Angeblich, so wird geredet ist eine Kripo-Beamtin - als Häftling getarnt - auf unserer Station. Sie gibt sich ziemlich zickig und arrogant als reiche Tussi, die völlig zu Unrecht hier sitzt, nur weil sie sich mit einer Richterin angelegt hätte, wegen irgendeiner Kleinigkeit. Wer weiß?

Gestern hat A., die einen jungen Mann erstochen hat, mir beim Hofgang ihr Leid geklagt. Sie war jetzt beim berühmten forensischen Gutachter N. in der Psychiatrischen Uniklinik Nußbaumstraße. Diagnose: Borderline Syndrom. Sie sagt, sie kann sich nicht an ihre Tat erinnern. Jetzt droht ihr die Zwangseinweisung in die Psychiatrie, auch eine Mordanklage steht im Raum. Sie meint, von Freispruch bis Lebenslänglich wäre alles offen und hat eine gewisse Panik. Verständlich.
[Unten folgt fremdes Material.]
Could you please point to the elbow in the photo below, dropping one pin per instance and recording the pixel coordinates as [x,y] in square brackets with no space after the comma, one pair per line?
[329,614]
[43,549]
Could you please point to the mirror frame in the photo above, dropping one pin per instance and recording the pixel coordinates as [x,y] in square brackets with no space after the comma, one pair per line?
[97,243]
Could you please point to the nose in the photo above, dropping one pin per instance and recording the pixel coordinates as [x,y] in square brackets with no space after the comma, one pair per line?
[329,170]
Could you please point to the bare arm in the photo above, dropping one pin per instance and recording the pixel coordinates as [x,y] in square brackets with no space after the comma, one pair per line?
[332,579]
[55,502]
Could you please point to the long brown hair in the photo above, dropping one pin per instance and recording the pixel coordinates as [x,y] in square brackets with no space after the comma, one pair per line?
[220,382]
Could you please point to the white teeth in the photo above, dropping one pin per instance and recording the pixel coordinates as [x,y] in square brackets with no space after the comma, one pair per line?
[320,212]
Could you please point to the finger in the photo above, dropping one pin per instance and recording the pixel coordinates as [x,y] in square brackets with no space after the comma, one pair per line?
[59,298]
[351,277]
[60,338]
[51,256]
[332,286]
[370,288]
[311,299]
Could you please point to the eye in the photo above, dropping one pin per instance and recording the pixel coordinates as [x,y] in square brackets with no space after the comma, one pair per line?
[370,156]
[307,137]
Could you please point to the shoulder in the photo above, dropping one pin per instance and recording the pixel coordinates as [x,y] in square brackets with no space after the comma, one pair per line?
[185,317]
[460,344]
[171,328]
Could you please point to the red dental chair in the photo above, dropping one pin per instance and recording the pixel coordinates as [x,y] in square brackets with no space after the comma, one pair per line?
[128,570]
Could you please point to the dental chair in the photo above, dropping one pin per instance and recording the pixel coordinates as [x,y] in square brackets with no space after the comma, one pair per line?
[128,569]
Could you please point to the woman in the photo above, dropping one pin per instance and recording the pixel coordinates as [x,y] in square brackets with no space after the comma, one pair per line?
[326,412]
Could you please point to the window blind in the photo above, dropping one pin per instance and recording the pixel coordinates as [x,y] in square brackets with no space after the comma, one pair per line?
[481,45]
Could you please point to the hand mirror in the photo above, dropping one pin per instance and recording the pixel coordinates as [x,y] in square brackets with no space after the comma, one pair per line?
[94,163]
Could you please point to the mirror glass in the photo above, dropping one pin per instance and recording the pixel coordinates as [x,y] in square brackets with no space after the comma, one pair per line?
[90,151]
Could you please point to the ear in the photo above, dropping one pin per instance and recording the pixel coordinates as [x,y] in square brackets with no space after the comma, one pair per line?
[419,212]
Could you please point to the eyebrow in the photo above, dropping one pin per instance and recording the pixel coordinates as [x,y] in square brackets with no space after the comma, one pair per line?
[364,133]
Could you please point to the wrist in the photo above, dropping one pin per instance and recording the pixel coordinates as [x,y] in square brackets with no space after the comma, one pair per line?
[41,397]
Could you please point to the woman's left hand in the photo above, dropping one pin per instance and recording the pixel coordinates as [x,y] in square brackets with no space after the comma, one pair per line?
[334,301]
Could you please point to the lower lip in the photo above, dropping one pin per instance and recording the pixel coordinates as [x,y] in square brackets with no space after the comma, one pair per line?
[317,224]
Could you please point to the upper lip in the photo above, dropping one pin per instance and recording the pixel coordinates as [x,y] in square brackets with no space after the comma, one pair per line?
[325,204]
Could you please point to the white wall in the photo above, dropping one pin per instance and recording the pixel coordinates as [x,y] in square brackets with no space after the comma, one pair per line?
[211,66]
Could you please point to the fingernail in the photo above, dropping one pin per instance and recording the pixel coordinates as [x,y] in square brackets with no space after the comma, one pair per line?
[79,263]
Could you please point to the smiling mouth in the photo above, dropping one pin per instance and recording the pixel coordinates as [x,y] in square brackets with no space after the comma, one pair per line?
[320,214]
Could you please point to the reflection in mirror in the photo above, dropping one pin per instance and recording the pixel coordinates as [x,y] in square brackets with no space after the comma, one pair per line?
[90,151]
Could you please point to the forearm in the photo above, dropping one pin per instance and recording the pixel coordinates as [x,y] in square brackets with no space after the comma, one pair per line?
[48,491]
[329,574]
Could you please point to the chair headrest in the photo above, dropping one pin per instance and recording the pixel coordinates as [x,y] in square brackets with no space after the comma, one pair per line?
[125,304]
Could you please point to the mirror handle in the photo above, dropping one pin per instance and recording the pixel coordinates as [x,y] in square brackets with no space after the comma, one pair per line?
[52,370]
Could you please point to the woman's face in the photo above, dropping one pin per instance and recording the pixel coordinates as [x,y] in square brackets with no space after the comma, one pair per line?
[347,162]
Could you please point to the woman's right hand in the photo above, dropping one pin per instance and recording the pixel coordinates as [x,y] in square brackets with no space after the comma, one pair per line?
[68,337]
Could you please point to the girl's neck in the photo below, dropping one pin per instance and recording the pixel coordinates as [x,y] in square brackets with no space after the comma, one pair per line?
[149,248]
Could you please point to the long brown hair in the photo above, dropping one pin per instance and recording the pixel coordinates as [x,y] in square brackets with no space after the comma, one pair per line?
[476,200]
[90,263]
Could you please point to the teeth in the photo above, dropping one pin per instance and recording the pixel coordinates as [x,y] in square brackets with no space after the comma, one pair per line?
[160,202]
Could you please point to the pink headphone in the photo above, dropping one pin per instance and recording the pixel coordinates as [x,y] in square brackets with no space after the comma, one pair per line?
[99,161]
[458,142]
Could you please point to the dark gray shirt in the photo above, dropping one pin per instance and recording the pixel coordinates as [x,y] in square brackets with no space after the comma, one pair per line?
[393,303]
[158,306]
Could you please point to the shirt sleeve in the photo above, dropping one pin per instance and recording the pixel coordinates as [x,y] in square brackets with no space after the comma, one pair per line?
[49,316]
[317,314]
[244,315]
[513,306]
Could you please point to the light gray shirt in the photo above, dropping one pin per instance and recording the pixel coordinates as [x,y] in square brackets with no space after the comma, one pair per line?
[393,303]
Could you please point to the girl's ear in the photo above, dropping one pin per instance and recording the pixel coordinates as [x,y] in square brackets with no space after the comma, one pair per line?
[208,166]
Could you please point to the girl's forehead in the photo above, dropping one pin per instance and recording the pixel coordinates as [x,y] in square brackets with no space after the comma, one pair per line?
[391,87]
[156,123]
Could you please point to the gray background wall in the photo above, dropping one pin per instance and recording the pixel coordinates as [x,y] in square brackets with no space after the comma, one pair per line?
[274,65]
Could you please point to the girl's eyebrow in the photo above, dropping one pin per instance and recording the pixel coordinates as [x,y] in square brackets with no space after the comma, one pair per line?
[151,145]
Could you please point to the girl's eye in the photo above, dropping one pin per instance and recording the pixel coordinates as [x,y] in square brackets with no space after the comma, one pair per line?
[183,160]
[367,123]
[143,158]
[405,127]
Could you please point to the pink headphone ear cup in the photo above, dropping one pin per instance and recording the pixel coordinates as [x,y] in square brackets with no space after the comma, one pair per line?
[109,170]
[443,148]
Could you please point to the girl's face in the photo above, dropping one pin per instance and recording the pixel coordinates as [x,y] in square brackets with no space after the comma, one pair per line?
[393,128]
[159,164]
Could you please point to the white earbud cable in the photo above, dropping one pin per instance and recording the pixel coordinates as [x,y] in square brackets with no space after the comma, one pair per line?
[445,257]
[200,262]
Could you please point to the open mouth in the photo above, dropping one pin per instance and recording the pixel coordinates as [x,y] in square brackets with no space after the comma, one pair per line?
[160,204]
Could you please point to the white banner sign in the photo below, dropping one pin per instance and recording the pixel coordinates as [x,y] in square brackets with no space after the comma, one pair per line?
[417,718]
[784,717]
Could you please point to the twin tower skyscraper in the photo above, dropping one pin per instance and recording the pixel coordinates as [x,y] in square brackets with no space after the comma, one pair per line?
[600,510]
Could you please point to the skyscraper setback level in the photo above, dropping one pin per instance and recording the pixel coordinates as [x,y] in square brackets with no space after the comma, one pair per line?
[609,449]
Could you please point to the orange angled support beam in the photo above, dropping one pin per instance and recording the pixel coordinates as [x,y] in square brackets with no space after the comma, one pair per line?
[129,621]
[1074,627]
Gestern ist meine "Junge Welt" nicht gekommen, auf meine Nachfrage sagte die Beamtin, ich soll mal beim Postboten anfragen. Guter Witz! Wie denn? Telefonisch oder persönlich darf ich nicht, schriftlich - über den Richter - dauert es Wochen. Eigentlich eine Kleinigkeit, aber ärgern tut es mich trotzdem.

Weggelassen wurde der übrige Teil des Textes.